With the death of surfer Nick Slater earlier this week, the number of fatal shark attacks in Australia this year stands at six. Making it Australia’s deadliest year for shark attacks since 2014. Changing water temperatures could be the reason.
The incident at Greenmount Beach, Coolangatta on the Gold Coast followed two fatal attacks in NSW earlier this year, two other deaths in Queensland and one in Western Australia. The last time the number of fatalities were close to that number was in 2014.
In total, 19 shark-related incidents have already been recorded this year compared to 23 for the entirety of 2019.
The reason that there are more encounters between man and shark might be the changes in water temperatures, according to professor Robert Harcourt from Macquarie University’s Marine Research Centre. He told 9News.com.au that the rise in fatal attacks this year is a sign more sharks are swimming closer to shore, suggesting natural currents may have shifted ocean temperatures.
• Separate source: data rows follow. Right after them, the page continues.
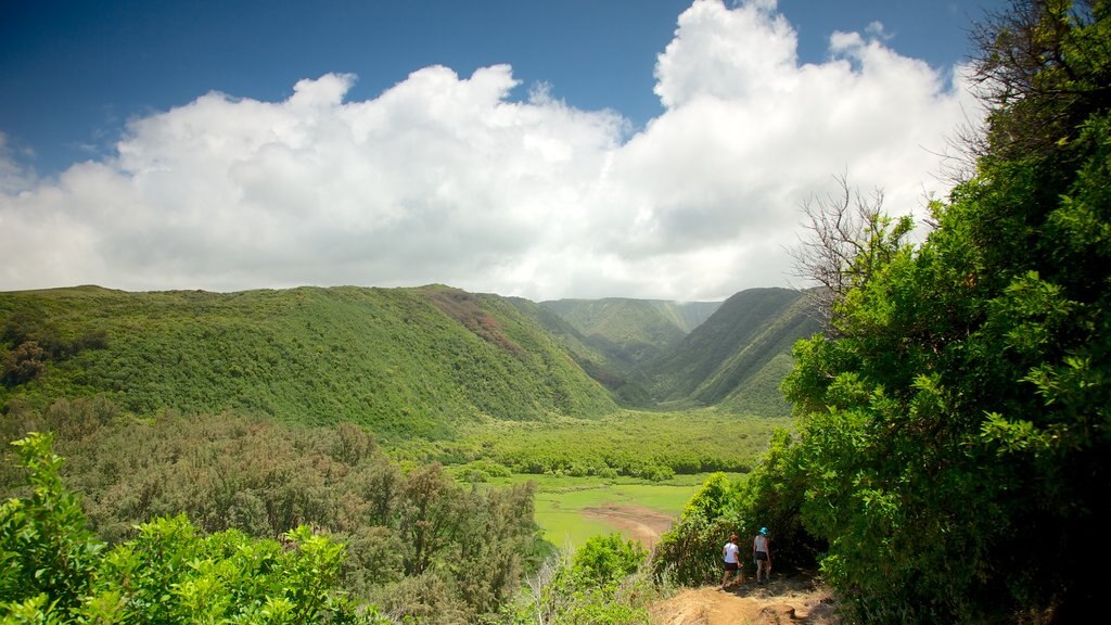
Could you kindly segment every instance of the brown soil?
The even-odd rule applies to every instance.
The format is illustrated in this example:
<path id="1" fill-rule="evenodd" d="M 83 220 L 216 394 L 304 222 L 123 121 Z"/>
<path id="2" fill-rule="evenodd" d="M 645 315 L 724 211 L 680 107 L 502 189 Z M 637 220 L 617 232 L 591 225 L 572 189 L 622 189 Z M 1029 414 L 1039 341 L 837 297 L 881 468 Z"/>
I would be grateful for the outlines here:
<path id="1" fill-rule="evenodd" d="M 833 596 L 809 577 L 782 577 L 758 586 L 751 577 L 722 591 L 690 588 L 652 606 L 653 625 L 835 625 Z"/>
<path id="2" fill-rule="evenodd" d="M 627 538 L 640 540 L 645 549 L 655 546 L 660 534 L 671 529 L 674 517 L 640 506 L 599 506 L 583 508 L 582 514 L 612 525 Z"/>
<path id="3" fill-rule="evenodd" d="M 639 506 L 599 506 L 583 514 L 619 529 L 651 549 L 674 519 Z M 717 585 L 689 588 L 652 606 L 653 625 L 835 625 L 833 595 L 808 576 L 772 572 L 762 586 L 750 575 L 727 591 Z"/>

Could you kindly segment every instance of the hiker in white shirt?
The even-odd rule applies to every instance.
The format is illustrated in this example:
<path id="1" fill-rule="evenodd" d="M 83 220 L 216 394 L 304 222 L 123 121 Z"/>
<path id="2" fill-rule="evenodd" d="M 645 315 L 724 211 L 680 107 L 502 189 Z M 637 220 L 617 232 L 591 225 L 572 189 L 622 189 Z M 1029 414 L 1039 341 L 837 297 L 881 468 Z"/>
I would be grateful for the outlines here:
<path id="1" fill-rule="evenodd" d="M 768 582 L 771 575 L 771 540 L 768 539 L 768 528 L 761 527 L 760 533 L 752 539 L 752 559 L 757 564 L 757 584 Z M 763 582 L 760 575 L 763 574 Z"/>
<path id="2" fill-rule="evenodd" d="M 744 569 L 741 568 L 741 548 L 737 546 L 737 534 L 729 537 L 729 542 L 721 548 L 721 557 L 725 560 L 725 573 L 721 576 L 721 589 L 728 586 L 735 586 L 744 582 Z M 733 575 L 733 583 L 725 584 L 729 575 Z"/>

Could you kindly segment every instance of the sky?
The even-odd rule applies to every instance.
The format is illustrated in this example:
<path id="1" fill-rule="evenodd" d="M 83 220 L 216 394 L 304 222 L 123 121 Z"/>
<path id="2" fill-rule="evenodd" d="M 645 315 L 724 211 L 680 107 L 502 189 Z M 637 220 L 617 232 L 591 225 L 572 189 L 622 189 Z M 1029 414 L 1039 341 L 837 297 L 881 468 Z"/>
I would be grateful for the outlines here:
<path id="1" fill-rule="evenodd" d="M 944 197 L 1004 6 L 0 2 L 0 290 L 804 287 L 838 177 Z"/>

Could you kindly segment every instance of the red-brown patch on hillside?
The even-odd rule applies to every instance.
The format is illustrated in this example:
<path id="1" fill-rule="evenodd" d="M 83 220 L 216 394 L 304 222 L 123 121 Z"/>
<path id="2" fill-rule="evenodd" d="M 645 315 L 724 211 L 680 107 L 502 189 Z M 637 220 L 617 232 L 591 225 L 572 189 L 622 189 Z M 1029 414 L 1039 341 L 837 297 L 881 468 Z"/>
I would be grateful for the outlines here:
<path id="1" fill-rule="evenodd" d="M 482 300 L 474 294 L 449 287 L 430 288 L 424 294 L 441 312 L 462 324 L 482 340 L 516 356 L 523 353 L 520 345 L 506 336 L 498 319 L 482 308 Z"/>

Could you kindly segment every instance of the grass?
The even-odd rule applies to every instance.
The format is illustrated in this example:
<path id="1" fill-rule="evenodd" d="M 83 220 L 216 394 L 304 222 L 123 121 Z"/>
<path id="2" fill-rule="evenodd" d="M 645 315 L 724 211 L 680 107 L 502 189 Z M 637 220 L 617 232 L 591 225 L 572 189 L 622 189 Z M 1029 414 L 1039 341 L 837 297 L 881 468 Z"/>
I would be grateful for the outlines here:
<path id="1" fill-rule="evenodd" d="M 617 527 L 584 516 L 585 508 L 639 506 L 678 517 L 708 475 L 684 475 L 668 483 L 650 483 L 634 478 L 514 474 L 493 479 L 491 484 L 536 483 L 536 519 L 544 539 L 560 549 L 573 552 L 592 536 L 618 532 Z"/>

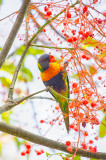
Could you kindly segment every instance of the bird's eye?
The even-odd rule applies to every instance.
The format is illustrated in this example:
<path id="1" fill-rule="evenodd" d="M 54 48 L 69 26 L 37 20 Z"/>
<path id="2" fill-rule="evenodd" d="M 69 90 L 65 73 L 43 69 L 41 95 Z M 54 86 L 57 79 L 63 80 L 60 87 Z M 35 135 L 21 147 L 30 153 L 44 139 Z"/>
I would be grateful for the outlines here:
<path id="1" fill-rule="evenodd" d="M 46 59 L 44 59 L 43 61 L 46 62 Z"/>

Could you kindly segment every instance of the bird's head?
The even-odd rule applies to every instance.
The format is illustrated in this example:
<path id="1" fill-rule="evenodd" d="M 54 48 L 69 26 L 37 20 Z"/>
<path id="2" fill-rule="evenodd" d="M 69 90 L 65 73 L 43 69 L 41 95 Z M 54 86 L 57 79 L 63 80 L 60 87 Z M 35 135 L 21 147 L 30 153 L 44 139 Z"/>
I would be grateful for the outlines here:
<path id="1" fill-rule="evenodd" d="M 47 70 L 50 66 L 50 63 L 54 63 L 56 59 L 54 56 L 49 55 L 49 54 L 43 54 L 39 59 L 38 59 L 38 68 L 41 72 L 44 72 Z"/>

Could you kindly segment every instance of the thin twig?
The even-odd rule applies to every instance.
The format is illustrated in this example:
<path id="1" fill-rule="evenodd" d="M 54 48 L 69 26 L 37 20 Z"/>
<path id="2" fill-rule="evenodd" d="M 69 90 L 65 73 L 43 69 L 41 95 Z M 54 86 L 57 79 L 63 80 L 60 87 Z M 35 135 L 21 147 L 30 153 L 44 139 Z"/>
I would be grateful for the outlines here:
<path id="1" fill-rule="evenodd" d="M 70 49 L 70 50 L 75 50 L 75 48 L 43 46 L 43 45 L 37 45 L 37 44 L 31 44 L 31 46 L 42 47 L 42 48 L 50 48 L 50 49 L 66 49 L 66 50 Z"/>
<path id="2" fill-rule="evenodd" d="M 28 95 L 28 96 L 26 96 L 26 97 L 20 97 L 20 98 L 15 98 L 15 99 L 13 99 L 13 100 L 8 100 L 4 105 L 2 105 L 2 106 L 0 107 L 0 114 L 2 114 L 3 112 L 9 111 L 9 110 L 12 109 L 14 106 L 20 104 L 20 103 L 23 102 L 24 100 L 27 100 L 28 98 L 30 98 L 30 97 L 32 97 L 32 96 L 34 96 L 34 95 L 37 95 L 37 94 L 39 94 L 39 93 L 42 93 L 42 92 L 44 92 L 44 91 L 47 91 L 47 90 L 48 90 L 48 89 L 46 88 L 46 89 L 43 89 L 43 90 L 41 90 L 41 91 L 35 92 L 35 93 L 33 93 L 33 94 L 30 94 L 30 95 Z"/>
<path id="3" fill-rule="evenodd" d="M 28 51 L 28 48 L 29 48 L 29 45 L 27 44 L 26 47 L 25 47 L 25 50 L 20 58 L 20 61 L 18 63 L 18 66 L 17 68 L 15 69 L 15 72 L 14 72 L 14 75 L 13 75 L 13 79 L 12 79 L 12 82 L 11 82 L 11 85 L 10 85 L 10 88 L 9 88 L 9 93 L 8 93 L 8 100 L 12 100 L 13 99 L 13 90 L 14 90 L 14 86 L 15 86 L 15 82 L 16 82 L 16 79 L 17 79 L 17 76 L 18 76 L 18 72 L 21 68 L 21 65 L 22 65 L 22 62 L 24 60 L 24 57 Z"/>
<path id="4" fill-rule="evenodd" d="M 3 49 L 0 53 L 0 68 L 1 68 L 2 64 L 4 63 L 5 58 L 8 54 L 8 52 L 9 52 L 9 50 L 10 50 L 12 44 L 13 44 L 13 41 L 14 41 L 17 33 L 18 33 L 18 30 L 19 30 L 19 28 L 22 24 L 22 21 L 23 21 L 25 12 L 28 8 L 29 2 L 30 2 L 30 0 L 23 0 L 22 6 L 19 10 L 16 21 L 15 21 L 15 23 L 12 27 L 12 30 L 11 30 L 11 32 L 10 32 L 10 34 L 9 34 L 5 44 L 4 44 L 4 47 L 3 47 Z"/>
“When there’s a lower sea surface temperature — when the water’s basically cooler compared to surrounding areas — you tend to get more white sharks closer to shore because they’re feeding on the animals in the water like salmon”, professor Harcourt said. “That’s when we tend to get a spike in humans getting bitten as well. We’re not a natural prey of any marine critter but if they’re coming in to hunt salmon, and now is peak salmon period for Australian salmon… then you get sharks coming into feed upon them and the human leg is about the same size as a nice tasty salmon.”